The wind whipping his black cape he rode to the cliffs, slower now, as Blackjack was getting older. They stood near the edge of the cliffs. Adams eyes were skimming the Irish Sea from side to side watching the swelling and movement of the dark waters. The clipper was barely visible and Adam’s eyes became fixed on it. The ship was getting smaller and farther out to sea. Thinking only of his siblings, Sean and Colleen, he knew they had to leave Ireland or they would never own land to support them. Adam rarely smiled anymore. His thoughts turned to his father, Joseph Patrick Callagy and his mother Fiona Callagy, now both deceased. His duty lay heavy on him. The vessel was gone from his view and he wondered where it was bound for and how many places would the clipper sail to.

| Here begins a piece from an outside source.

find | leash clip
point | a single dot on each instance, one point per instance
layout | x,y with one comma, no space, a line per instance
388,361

Adam Joseph Callagy was dressed all in black, trousers, shirt, boots and the black woolen cape that his dear beloved mother had sewn. She had cut the pattern and stitched the wool cloth until the cape was finished. So many years past or so it seemed.
His long black curly hair gleamed in the fading sunlight, the tendrils coiling around his ears and neck. His eyes the shade of the deep-sea waters, turning a steely blue when angered. Adam stood six feet tall, weighing one hundred and ninety pounds with broad shoulders and sinuous muscles, which gave him agility with great strength. His complexion was pale with full lips tinged of pale purple. Adam’s shapely eyebrows defined the long thick black eyelashes and fine straight nose. He was blessed with straight teeth and the hue of his lips accentuated the whiteness of them. In one month he would be twenty-two years old.